We walked by the Palau Marycel, but did not go inside

At the end of the afternoon, we exchanged contact information, and Lee created a WhatsApp group for us to stay connected during our trip. Irena and I had discussed getting together the following evening for a sunset sail, so I hoped to at least see her again.

Back in Barcelona, I walked by Casa Battlo and had to snap a picture. I didn’t go inside since I had done the tour less than a year prior, but would absolutely recommend it.

Visiting Park Güell

I had booked tickets to tour Park Güell at 10:30am the following morning. On my last visit I had learned the hard way that tickets are required to enter certain sections of the park – and they sell out. I was not going to make the same mistake this time.

The distinctive view of Park Güell and the Barcelona skyline (you can even make out Sagrada Familia in the middle-left of the photo)

I love Park Guell – Gaudí’s whimsical architectural style is on full display, the views of the city are incredible, and it’s fun to wander around the gardens. It was nice to be able to see Gaudí’s designs up close, but I was somewhat disappointing that I didn’t get to see that much more with a ticket.

Looking up at one of the buildings in Park Güell
Another skyline view. Here, you can see the sail-shaped W Hotel in the background.
Looking down on the park from one of many viewpoints in the garden
Last one, from farther up the hill. I was thankful for the cloud cover that kept it from getting too hot in the sun as I trekked the hills of the garden

Sunset Sail

For my last night in Barcelona, I had booked a sunset sail through Airbnb Experiences. However, after wandering around Park Güell and the city streets for a few hours, I received a last minute message that the conditions at sea were unsafe, and the host was cancelling the tour. What the eff. Irena had booked the same experience, so we were now both going to miss out on our sailboat ride.

Unwilling to accept the change in plans, I immediately began to reach out directly to other highly-rated hosts on Airbnb to see if they would take us out. This wasn’t the first time someone tried to bail on a boating excursion because of rough seas, and I had learned to not listen unless the conditions really did look dangerous. I had a strong stomach and could handle a few waves.

Sure enough, several hosts responded, saying that they would still go out that evening. I booked the experience with the first one that got back to me, and had Irena do the same. We were back on!

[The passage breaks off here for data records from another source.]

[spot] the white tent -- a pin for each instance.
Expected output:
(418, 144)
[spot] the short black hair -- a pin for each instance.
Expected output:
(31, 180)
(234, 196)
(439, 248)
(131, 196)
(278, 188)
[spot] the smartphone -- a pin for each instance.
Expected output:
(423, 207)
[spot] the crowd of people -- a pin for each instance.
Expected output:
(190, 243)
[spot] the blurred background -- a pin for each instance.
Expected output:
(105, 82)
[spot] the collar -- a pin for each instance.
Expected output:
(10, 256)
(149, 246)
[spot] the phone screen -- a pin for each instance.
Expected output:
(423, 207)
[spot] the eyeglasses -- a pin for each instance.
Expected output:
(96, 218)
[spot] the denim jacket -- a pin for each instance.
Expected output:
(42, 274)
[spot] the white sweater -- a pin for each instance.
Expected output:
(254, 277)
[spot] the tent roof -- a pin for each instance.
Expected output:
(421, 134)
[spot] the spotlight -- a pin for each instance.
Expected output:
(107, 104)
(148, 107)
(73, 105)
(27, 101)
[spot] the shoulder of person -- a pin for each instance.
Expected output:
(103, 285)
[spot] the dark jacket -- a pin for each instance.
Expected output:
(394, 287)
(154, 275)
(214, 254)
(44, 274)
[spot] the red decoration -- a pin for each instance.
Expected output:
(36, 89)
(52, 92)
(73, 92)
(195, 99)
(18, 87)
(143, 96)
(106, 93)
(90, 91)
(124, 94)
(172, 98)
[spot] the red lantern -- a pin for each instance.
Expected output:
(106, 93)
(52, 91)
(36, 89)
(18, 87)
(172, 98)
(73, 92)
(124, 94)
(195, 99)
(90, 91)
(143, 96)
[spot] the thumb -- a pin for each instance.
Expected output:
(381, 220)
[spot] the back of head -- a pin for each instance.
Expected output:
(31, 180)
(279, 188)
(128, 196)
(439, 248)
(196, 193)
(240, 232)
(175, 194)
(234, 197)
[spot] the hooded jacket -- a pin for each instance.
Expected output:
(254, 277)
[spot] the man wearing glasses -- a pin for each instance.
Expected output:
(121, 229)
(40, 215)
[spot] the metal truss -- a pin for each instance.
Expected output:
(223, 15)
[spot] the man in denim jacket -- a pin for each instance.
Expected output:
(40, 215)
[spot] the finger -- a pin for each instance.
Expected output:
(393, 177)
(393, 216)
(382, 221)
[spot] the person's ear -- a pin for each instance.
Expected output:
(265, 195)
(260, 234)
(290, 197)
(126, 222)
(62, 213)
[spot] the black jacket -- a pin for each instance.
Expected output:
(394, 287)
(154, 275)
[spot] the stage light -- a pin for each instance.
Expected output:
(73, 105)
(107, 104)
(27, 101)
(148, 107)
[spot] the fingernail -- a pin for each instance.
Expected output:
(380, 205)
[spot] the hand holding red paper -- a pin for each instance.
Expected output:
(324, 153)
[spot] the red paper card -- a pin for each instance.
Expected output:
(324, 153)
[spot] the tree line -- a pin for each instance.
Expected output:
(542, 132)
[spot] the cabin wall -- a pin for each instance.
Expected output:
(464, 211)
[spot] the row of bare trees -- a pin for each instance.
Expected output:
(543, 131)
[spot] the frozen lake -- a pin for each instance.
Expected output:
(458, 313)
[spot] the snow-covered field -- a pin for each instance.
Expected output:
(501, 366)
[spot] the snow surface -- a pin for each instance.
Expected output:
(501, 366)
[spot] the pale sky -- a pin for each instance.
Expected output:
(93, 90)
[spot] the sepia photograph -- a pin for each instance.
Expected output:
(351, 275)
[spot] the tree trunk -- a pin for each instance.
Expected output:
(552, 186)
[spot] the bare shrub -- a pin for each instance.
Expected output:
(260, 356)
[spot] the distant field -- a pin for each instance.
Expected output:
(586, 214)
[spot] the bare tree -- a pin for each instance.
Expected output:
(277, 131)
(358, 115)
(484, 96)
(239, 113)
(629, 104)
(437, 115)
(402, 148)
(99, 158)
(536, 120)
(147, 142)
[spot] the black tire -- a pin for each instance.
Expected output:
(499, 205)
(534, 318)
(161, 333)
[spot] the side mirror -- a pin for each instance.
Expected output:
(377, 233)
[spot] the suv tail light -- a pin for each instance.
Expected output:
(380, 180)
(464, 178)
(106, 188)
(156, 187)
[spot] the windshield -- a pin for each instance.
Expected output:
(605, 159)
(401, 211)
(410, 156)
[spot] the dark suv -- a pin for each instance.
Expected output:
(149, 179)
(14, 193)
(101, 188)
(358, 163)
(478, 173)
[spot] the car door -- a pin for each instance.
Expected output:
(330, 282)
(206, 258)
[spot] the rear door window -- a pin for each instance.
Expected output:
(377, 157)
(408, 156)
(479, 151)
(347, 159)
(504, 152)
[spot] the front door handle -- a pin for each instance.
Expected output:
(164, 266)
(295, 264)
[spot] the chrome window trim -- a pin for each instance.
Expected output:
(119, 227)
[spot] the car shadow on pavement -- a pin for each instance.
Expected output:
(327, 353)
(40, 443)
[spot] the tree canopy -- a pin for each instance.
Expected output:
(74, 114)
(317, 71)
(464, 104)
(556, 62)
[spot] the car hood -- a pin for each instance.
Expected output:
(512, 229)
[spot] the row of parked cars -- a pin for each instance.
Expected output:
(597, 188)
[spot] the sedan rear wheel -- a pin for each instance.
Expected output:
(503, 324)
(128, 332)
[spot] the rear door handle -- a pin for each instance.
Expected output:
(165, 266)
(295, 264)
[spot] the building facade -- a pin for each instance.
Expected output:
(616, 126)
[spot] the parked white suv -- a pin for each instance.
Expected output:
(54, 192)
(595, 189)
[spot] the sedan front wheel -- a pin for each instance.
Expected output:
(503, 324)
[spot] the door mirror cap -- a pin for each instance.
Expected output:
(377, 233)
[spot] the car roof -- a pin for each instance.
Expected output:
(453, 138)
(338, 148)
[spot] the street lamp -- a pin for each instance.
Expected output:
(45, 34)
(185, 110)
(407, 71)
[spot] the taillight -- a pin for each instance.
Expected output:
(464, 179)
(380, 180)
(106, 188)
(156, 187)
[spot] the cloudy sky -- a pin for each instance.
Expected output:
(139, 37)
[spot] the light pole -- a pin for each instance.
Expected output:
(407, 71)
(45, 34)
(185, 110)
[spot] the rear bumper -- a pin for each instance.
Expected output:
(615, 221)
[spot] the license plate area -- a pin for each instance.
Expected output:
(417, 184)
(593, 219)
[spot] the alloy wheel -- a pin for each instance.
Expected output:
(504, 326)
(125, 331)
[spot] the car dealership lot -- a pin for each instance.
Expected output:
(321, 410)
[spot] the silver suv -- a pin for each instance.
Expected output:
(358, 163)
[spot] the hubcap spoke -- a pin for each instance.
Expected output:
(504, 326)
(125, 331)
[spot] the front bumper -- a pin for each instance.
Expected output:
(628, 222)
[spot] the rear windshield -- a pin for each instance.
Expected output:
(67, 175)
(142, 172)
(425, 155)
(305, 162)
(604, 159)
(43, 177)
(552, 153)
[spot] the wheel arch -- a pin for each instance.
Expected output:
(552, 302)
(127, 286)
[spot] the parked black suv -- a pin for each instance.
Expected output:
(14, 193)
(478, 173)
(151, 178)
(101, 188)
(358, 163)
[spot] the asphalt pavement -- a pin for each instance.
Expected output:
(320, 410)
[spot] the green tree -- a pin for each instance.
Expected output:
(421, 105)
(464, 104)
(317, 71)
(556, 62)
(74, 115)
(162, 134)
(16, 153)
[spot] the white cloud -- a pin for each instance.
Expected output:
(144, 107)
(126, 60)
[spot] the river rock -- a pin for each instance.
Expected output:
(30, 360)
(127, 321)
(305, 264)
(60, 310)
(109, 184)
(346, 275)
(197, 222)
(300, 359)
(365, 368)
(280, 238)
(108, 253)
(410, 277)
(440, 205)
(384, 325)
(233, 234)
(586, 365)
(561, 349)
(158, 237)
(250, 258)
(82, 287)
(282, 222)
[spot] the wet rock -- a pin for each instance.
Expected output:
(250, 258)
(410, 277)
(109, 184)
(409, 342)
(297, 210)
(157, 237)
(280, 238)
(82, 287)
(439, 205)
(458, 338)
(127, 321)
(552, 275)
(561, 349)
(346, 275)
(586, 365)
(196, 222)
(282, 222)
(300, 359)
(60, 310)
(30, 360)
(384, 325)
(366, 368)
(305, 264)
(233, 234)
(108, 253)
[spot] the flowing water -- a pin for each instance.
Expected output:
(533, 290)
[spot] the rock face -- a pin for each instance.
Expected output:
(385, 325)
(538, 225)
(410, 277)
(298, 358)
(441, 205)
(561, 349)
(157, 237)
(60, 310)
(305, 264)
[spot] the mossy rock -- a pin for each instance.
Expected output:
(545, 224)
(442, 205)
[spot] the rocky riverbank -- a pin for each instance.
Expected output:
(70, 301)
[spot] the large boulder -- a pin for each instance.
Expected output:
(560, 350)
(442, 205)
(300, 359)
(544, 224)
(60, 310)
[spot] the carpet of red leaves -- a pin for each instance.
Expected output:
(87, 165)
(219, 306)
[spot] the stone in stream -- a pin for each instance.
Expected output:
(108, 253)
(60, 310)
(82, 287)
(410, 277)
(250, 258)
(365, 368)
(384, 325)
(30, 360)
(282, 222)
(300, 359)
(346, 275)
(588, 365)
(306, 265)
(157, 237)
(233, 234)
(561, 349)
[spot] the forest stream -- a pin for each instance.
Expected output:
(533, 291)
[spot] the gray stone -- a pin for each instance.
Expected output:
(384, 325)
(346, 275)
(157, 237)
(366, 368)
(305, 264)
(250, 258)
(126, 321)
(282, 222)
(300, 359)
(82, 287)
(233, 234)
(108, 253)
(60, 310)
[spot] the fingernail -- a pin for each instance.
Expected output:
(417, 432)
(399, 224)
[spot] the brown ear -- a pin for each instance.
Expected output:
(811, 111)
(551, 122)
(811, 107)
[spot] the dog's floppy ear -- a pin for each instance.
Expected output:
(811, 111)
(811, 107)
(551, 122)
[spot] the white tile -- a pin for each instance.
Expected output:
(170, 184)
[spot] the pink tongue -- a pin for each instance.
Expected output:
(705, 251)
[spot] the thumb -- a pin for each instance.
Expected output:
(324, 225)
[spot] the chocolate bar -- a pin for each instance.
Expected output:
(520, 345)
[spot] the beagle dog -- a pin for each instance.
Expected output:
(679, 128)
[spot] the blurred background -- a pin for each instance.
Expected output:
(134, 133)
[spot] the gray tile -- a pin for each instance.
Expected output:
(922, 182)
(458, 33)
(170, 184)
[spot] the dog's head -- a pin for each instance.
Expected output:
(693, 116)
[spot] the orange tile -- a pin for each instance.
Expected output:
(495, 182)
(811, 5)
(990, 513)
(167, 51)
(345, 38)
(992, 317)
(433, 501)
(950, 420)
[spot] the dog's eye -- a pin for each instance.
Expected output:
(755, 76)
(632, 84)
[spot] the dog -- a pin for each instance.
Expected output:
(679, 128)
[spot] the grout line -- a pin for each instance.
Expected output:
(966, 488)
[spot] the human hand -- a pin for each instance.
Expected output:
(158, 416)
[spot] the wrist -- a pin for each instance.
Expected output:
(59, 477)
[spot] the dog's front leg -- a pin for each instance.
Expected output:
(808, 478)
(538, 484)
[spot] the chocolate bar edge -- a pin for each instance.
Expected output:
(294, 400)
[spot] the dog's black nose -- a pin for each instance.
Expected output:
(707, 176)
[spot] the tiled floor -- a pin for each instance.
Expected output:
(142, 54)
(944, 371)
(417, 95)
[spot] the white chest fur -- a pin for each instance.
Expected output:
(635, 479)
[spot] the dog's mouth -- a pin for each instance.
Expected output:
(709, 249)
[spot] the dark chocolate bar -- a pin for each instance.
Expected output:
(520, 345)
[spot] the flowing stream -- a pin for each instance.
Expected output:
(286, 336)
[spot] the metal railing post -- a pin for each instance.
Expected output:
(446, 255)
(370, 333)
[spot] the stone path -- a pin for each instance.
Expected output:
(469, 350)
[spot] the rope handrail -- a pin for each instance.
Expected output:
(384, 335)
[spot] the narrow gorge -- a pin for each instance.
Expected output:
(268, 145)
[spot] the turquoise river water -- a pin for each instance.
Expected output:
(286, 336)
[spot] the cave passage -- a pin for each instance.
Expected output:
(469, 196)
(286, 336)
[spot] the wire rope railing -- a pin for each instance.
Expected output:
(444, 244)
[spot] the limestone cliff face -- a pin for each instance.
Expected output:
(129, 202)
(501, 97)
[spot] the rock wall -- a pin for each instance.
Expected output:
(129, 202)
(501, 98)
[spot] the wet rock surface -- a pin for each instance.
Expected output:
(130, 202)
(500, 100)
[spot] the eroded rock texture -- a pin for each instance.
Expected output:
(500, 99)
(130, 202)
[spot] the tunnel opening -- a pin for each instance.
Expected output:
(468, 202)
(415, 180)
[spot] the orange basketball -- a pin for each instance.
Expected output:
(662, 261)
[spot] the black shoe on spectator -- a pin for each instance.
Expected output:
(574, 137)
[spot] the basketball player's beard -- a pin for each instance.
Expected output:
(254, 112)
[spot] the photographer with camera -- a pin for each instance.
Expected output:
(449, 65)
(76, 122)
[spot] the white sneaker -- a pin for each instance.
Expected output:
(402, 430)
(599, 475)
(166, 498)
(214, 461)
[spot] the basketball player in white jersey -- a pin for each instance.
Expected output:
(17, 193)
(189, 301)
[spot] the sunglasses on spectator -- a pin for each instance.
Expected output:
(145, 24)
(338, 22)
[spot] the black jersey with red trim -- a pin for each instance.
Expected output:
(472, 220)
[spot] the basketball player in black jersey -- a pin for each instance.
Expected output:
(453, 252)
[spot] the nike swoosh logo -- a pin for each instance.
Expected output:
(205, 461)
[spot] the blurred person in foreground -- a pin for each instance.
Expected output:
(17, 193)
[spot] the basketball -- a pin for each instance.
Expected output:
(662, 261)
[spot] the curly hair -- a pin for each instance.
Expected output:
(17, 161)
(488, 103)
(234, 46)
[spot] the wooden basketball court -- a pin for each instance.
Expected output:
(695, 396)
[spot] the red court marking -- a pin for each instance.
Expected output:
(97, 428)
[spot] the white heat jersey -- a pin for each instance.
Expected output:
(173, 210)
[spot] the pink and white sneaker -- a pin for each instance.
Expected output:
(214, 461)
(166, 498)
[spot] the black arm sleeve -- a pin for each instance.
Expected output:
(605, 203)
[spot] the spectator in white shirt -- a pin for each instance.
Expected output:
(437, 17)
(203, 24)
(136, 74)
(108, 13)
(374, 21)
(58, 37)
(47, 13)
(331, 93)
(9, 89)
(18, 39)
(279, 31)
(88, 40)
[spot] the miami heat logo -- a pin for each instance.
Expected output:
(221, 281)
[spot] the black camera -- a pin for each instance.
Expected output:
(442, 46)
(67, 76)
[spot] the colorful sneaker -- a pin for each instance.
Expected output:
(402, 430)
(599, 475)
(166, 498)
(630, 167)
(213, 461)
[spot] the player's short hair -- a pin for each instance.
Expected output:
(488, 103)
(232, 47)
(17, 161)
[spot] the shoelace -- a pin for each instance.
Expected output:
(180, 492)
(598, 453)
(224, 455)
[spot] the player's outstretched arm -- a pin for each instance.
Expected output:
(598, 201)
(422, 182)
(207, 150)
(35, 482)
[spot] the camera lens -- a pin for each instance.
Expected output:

Does that sea look rough to you? It was totally chill.

While relaxing on the not-rocky boat, Irena and I popped some cava and chatted. For someone in her mid-twenties, I was impressed with how well-traveled and independent she was. She had family in Croatia, so she was heading there next, and was also going to Portugal to meet a friend in Lisbon. This friend of hers lived in New York, and she had visited him recently, eating at restaurants such as Eleven Madison Park and Carbone. Sounded like we had some things in common. I told Irena I was going to be in Sydney in January, and we discussed getting together again then.

The sunset wasn’t the greatest because of the clouds, but I didn’t mind
There’s the W Hotel again

And that was the end of my second trip to Barcelona. It was nice to return, since I didn’t feel the need to cram a ton of sightseeing into a few days. That being said, there is still a lot more that I’d like to do in the city (eating at Tickets being at the very top of that list), so I’ll definitely be back. For now, I’d be leaving Catalonia and heading to Basque Country for return visit to another one of my favorite cities in Spain: San Sebastiàn.